El fenotipo extendido (Madrid, Capitán Swing, 2017), publicado originariamente en 1982, es la continuación ligeramente corregida y considerablemente ampliada de El gen egoísta (1976), la primera y con mucho más popular de las obras de Richard Dawkins (un libro que me dejo un indeleble recuerdo, matizado por mi ignorancia sobre asuntos de genética), adelantada en la floreciente empresa divulgadora del pensamiento evolutivo que, hasta entonces, estaba mayormente circunscrito al estricto dominio académico, que reseña en un reciente artículo en Revista de Libros Carlos López-Fanjul, catedrático de Genética en la Universidad Complutense, profesor del Colegio Libre de Eméritos y coautor con Laureano Castro y Miguel Ángel Toro de A la sombra de Darwin. Las aproximaciones evolucionistas al comportamiento humano (Madrid, Siglo XXI, 2003) y coordinador del libro El alcance del darwinismo. A los 150 años de la publicación de «El Origen de las Especies» (Madrid, Colegio Libre de Eméritos, 2009).

Como indica su autor en una nota añadida a la edición de 1989 (p. 19), los capítulos iniciales del libro «son respuestas a las críticas de la versión del “gen egoísta” de la evolución que ahora es aceptada ampliamente», los centrales «tratan de la polémica sobre las “unidades de selección” [...] [donde] quizás la contribución más útil [...] sea la distinción entre “replicadores y vehículos”», y los finales se dedican a la elaboración del flamante concepto de fenotipo extendido: «la idea del gen como el centro de una red de un poder radiante». En lo que sigue trataré de establecer, siguiendo el orden expresado, lo que aún permanece de esta declaración de intenciones, con el conveniente distanciamiento que proporcionan los treinta y cinco años transcurridos desde la publicación original del texto reseñado, cuya traducción al castellano acaba de aparecer.

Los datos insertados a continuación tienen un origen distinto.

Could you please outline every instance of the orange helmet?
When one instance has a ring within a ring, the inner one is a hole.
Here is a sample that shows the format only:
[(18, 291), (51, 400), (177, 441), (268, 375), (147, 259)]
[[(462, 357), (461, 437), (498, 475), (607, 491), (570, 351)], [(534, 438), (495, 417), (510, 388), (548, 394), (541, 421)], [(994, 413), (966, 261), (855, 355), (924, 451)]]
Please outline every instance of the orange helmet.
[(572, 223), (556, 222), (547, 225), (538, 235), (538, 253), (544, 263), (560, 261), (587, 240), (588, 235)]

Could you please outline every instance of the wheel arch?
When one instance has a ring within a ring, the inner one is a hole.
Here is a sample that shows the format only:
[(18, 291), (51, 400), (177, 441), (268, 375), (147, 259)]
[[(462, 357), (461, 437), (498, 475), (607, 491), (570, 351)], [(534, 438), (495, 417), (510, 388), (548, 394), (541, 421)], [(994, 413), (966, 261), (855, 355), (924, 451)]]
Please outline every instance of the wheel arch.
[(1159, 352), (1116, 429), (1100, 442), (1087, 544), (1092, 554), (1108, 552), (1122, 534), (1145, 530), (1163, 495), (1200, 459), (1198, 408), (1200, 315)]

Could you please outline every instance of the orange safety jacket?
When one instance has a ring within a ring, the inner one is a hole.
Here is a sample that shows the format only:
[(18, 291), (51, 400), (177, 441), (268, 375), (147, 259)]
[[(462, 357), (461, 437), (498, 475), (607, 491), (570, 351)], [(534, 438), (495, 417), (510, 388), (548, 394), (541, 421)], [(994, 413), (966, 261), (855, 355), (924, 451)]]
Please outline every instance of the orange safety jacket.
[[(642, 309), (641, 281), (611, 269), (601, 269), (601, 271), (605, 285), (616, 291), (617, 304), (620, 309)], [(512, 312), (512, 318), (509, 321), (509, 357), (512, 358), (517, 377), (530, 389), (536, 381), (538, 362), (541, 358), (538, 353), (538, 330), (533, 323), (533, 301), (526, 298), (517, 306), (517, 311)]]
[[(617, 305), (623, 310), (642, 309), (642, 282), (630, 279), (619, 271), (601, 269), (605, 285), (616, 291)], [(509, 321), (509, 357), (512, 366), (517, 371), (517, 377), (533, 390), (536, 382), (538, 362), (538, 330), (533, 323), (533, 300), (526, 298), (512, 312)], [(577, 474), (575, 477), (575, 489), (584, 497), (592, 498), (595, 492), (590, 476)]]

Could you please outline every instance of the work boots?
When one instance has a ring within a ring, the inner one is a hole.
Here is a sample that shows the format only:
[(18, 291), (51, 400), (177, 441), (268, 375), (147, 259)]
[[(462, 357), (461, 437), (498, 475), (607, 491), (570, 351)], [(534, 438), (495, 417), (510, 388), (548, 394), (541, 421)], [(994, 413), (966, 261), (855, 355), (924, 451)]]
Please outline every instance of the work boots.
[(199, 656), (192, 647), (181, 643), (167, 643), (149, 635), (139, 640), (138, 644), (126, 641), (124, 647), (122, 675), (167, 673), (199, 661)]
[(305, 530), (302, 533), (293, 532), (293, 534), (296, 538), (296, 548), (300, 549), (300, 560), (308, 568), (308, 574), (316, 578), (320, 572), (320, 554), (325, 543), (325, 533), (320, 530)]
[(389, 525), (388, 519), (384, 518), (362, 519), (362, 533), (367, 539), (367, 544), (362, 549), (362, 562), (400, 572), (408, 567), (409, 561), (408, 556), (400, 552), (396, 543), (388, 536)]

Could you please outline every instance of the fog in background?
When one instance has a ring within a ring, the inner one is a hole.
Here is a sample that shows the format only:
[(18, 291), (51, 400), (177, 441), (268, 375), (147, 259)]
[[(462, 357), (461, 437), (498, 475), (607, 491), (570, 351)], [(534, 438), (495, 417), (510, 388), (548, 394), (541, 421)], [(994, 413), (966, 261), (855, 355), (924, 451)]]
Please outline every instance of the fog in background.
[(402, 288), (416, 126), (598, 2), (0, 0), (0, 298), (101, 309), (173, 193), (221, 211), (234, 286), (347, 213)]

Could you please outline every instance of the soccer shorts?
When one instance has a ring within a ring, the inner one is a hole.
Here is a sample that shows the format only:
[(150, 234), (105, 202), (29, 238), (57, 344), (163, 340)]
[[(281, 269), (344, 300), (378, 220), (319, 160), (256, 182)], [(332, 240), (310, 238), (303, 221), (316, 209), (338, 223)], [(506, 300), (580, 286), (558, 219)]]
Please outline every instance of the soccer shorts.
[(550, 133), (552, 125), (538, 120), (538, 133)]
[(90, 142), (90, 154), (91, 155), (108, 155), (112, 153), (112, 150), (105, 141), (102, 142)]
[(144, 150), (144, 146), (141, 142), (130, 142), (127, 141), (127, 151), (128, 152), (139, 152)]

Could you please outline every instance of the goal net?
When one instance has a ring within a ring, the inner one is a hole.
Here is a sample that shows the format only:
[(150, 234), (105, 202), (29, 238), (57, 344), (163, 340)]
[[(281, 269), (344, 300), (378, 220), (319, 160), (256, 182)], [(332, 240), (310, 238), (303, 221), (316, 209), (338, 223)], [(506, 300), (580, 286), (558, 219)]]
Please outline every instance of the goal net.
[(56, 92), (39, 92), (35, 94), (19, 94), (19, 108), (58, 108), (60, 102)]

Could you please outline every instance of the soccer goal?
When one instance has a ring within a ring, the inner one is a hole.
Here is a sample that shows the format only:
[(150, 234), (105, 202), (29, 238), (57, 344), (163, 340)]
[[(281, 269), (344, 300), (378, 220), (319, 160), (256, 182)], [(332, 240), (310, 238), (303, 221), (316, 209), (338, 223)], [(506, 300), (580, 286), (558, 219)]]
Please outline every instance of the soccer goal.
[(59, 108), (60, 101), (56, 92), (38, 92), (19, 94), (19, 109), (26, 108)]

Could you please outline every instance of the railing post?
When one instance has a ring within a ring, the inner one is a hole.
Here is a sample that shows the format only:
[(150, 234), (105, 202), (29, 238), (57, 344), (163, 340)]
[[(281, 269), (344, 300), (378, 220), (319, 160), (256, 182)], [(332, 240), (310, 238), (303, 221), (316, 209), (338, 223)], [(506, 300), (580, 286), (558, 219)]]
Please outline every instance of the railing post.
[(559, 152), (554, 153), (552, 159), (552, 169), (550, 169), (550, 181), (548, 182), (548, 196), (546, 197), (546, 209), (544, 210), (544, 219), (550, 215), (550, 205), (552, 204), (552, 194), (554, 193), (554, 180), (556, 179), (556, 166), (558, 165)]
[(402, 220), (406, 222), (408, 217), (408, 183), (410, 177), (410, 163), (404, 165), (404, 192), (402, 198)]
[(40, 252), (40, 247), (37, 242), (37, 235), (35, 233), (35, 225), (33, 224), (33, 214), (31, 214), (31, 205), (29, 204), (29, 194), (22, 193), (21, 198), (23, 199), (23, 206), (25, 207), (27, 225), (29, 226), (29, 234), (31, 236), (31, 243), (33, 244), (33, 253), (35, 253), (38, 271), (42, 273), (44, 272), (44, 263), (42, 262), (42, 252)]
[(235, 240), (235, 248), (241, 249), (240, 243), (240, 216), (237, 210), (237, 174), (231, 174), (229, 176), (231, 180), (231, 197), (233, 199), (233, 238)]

La primera inculpación de que Dawkins trata de desembarazarse es el sambenito de adaptacionismo universal, que estigmatiza a los apegados a la idea de que cualquier atributo de un ser vivo proporciona una mejor adaptación al medio en que transcurre su existencia. En sus propias palabras: «el adaptacionismo como hipótesis de trabajo, casi como un credo, ha sido la indudable inspiración de algunos descubrimientos sobresalientes [...] esto no es, desde luego, una evidencia para la validez de la fe adaptacionista. Cada cuestión debe ser abordada de nuevo, por sus propios méritos» (pp. 68-69). Con todo, no parece que esta prudente puntualización pase de ser un mero ejercicio de captatio benevolentiæ, como ponen de manifiesto sus opiniones sobre la evolución de la inteligencia humana que examinaré seguidamente a título de ejemplo (pp. 60-61). Aun reconociendo que «lo que queremos decir por “inteligente” también es muy conflictivo», propone que este rasgo ha evolucionado de acuerdo con la siguiente secuencia: 1) «hubo un tiempo en el que nuestros antepasados fueron menos inteligentes de lo que somos ahora»; 2) «ha habido un incremento en la inteligencia en nuestro linaje ancestral»; 3) «ese incremento ocurrió mediante la evolución, posiblemente impulsada por la selección natural»; y 4) «al menos una parte del cambio evolutivo reflejó un cambio genético subyacente: la sustitución de alelos tuvo lugar y consecuentemente implicó un incremento de las aptitudes mentales a lo largo de las generaciones». Sin embargo, carecemos de pruebas que permitan suponer convincentemente que: 1) nuestros ancestros sapiens fueran, de promedio, inferiores a nosotros con respecto a esa «conflictiva» inteligencia; 2) las diferencias fenotípicas entre ellos obedecieran en alguna medida a causas hereditarias; 3) si así fuera, lo cual cabe en lo posible, tampoco disponemos de datos que indiquen que los individuos más ingeniosos se reprodujeran más eficazmente que los menos capaces por causas genéticas, condición indispensable para que la selección natural hubiera operado en el pasado; y 4) la selección puede acarrear el reemplazo de unas variantes génicas (alelos) por otras, o bien conducir a un equilibrio estable donde distintas variantes coexistan. De poco vale que, con intención contemporizadora, la argumentación finalice concediendo que «incluso si existe tal variación genética en las poblaciones humanas modernas, basar cualquier política en ella sería ilógico y malévolo».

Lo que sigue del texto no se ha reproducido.